Per l'accusa, Stasi ha evitato di dichiarare di accettare l'eredità entro 40 giorni dalla chiusura dell'inventario, facendo decadere il diritto senza alcuna rinuncia espressa, ostacolando l'esercizio dei diritti di legge. Il fatto che "abbia omesso di accettare l'eredità è certamente anomalo", scrive il gip Natalia Imarisio. Anomalia che non poteva spiegarsi "con una totale dimenticanza dovuta alle condizioni di 'stress' in cui versata Stasi (come allegato dalla difesa) risultando anzi sospetta, anzitutto, proprio per la coincidenza temporale con quella grave pendenza giudiziaria che appunto, e ben giustificatamente, i pensieri di Alberto Stasi doveva costantemente occupare e che avrebbe potuto comportare anche una pesante condanna risarcitorie in favore delle parti civili".

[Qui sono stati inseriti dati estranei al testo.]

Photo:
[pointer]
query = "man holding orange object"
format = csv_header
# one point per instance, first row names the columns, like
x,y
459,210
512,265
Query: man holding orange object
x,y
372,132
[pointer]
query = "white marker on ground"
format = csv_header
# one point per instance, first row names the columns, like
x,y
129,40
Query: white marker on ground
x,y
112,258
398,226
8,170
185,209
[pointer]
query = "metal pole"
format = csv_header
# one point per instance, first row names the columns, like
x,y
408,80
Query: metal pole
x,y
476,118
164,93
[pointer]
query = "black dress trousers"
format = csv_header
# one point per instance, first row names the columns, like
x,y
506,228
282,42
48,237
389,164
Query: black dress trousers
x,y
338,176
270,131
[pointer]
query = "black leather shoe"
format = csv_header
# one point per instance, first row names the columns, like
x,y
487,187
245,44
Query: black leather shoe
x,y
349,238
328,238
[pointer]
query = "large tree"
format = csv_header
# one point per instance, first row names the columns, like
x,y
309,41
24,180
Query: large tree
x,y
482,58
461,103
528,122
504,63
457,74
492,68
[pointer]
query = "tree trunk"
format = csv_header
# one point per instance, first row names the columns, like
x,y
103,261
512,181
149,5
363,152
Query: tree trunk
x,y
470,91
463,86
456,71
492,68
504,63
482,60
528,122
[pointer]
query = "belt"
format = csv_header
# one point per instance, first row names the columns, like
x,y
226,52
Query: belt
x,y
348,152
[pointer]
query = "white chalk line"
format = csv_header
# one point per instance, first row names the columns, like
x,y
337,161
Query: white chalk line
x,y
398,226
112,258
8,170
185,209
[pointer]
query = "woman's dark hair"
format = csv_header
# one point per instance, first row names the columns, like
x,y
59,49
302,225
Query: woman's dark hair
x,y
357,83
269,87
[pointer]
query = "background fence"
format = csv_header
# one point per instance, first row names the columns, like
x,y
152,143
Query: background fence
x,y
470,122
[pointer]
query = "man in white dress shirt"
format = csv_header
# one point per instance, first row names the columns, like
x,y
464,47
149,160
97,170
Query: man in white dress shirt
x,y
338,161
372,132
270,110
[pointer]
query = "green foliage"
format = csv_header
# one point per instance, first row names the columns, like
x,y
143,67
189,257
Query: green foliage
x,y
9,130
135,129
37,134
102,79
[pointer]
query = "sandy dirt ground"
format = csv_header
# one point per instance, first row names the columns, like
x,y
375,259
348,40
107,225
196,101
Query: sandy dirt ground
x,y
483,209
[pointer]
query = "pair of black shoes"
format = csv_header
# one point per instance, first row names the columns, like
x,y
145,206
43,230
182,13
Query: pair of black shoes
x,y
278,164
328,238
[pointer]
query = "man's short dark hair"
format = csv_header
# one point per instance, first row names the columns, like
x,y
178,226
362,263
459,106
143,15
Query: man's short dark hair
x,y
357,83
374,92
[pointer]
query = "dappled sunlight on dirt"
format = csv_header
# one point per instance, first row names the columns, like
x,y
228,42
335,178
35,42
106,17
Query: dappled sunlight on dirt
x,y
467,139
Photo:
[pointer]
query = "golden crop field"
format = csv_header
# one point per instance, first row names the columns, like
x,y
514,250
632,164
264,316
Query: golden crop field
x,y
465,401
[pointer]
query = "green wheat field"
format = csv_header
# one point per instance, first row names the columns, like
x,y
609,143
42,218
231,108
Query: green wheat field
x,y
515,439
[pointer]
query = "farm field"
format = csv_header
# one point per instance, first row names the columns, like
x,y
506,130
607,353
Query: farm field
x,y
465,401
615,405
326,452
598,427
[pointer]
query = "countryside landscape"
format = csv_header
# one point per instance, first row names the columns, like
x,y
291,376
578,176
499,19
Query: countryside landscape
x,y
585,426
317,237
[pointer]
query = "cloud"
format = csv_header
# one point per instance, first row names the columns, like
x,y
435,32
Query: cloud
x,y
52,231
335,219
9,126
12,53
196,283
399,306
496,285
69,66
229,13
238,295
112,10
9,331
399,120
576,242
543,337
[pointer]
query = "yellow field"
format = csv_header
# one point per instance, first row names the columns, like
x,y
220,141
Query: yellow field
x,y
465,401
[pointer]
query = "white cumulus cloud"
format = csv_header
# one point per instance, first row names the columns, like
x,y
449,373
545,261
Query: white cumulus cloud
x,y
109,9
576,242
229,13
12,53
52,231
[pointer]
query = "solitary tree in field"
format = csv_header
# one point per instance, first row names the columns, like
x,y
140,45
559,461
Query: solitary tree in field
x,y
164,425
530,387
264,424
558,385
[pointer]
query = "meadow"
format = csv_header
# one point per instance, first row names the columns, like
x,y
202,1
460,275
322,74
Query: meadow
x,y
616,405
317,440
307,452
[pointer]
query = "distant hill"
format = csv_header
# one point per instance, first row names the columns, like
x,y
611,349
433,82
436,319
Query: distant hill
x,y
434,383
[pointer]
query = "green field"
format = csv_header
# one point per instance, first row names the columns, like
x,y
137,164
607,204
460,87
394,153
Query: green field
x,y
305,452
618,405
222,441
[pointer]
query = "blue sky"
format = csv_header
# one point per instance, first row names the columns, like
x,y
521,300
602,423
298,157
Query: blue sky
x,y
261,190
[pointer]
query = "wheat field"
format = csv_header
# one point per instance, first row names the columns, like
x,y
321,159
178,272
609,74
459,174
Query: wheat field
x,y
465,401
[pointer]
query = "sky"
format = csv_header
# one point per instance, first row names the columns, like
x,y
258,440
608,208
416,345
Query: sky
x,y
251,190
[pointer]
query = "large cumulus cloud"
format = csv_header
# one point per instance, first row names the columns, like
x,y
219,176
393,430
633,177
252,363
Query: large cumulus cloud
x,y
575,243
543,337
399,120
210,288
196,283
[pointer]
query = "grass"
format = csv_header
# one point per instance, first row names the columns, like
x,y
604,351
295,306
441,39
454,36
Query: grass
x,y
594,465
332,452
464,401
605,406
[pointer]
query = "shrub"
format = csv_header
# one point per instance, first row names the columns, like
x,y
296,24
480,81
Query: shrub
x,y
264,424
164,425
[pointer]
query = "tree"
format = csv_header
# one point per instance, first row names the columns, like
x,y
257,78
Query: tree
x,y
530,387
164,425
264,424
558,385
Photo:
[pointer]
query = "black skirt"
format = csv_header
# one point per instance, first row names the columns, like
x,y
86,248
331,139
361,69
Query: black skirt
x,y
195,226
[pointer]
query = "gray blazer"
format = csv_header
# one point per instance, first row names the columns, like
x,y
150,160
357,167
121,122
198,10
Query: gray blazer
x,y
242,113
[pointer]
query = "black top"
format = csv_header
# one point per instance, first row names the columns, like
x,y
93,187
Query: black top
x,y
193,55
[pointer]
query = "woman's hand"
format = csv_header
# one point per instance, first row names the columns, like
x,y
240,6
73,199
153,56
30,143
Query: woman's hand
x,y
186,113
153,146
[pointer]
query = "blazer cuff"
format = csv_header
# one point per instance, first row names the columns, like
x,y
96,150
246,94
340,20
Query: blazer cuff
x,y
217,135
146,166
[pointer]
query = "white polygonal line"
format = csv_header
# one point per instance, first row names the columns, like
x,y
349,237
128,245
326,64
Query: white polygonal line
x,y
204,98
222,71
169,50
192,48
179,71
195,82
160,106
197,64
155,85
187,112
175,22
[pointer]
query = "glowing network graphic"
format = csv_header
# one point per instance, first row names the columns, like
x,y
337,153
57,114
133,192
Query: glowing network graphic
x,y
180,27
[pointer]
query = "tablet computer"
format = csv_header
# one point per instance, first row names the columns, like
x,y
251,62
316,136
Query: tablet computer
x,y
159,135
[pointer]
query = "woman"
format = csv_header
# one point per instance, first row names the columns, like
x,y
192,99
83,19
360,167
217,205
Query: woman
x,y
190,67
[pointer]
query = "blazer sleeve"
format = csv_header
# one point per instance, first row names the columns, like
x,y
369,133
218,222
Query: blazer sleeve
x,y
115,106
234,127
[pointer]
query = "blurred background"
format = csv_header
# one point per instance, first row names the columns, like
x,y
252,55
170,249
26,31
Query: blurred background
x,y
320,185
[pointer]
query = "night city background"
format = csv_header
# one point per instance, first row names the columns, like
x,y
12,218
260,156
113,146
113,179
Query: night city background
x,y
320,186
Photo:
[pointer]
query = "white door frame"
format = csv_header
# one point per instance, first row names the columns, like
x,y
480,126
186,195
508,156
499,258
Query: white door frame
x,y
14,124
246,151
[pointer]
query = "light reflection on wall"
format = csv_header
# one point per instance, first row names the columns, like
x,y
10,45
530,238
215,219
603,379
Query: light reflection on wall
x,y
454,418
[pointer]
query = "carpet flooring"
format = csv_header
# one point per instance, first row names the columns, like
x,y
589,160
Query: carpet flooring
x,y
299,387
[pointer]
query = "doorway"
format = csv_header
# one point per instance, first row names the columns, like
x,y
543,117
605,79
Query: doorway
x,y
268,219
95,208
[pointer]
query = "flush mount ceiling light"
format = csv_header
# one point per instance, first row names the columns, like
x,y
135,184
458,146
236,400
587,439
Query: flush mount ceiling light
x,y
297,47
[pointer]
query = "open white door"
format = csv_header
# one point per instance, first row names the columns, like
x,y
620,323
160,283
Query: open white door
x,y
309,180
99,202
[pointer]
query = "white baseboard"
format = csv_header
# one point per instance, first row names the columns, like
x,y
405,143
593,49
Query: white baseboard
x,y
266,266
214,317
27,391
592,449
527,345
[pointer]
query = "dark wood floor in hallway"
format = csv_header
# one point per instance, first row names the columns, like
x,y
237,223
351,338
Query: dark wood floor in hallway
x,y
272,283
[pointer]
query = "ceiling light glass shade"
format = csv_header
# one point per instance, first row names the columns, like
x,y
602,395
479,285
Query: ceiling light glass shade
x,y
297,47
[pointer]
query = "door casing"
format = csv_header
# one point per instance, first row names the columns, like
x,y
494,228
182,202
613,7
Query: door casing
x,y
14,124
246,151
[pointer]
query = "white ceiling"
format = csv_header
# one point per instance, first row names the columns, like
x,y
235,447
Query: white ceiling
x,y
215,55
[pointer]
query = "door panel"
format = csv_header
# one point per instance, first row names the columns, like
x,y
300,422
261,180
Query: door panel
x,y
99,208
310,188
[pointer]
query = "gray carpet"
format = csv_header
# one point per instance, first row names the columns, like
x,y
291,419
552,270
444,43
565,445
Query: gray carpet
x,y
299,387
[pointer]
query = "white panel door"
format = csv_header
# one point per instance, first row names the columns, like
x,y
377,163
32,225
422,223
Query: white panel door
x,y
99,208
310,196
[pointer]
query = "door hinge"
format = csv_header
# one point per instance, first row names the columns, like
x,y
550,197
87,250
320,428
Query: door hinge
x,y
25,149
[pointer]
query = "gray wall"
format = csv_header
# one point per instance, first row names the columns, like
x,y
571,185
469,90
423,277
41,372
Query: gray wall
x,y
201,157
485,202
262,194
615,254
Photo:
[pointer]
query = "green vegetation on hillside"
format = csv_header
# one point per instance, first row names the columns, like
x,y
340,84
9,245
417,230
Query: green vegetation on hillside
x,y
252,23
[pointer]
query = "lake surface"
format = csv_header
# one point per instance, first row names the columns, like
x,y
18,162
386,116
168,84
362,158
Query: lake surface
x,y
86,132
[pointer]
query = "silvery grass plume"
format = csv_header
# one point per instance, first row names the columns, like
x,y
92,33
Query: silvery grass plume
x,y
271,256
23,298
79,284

La mancata accettazione dell'eredità "appare verosimilmente come l'ultimo tassello di una raffinata serie di atti", scrive il giudice che ricorda come la madre Elisabetta (unica erede), abbia venduto la casa a Spotorno nel gennaio 2017, un trasferimento "in mala fede" perché avvenuto subito dopo il fallimento della mediazione con la famiglia Poggi. Se non si può credere che lo stress gli abbia fatto dimenticare la scadenza per ricevere la "consistente eredità", la vendita della casa o le dichiarazioni imprecise rese al notaio non bastano per accusarlo dei reati di falsa dichiarazione a un pubblico ufficiale e di mancata esecuzione di un provvedimento del giudice.
Nel provvedimento di archiviazione il gip osserva che "nel giudizio civile le parti risultano, di fatto, ad un passo dal trovare un accordo", mentre "non va accolta" la richiesta di Stasi di trasmettere gli atti alla procura "per l'ipotesi di calunnia" per alcune dichiarazioni rese dalla famiglia Poggi trattandosi di "legittima esposizione all'autorità giudiziaria di fatti pacificamente lesivi dei loro diritti patrimoniali e, almeno di massima, pacificamente corrispondenti al vero".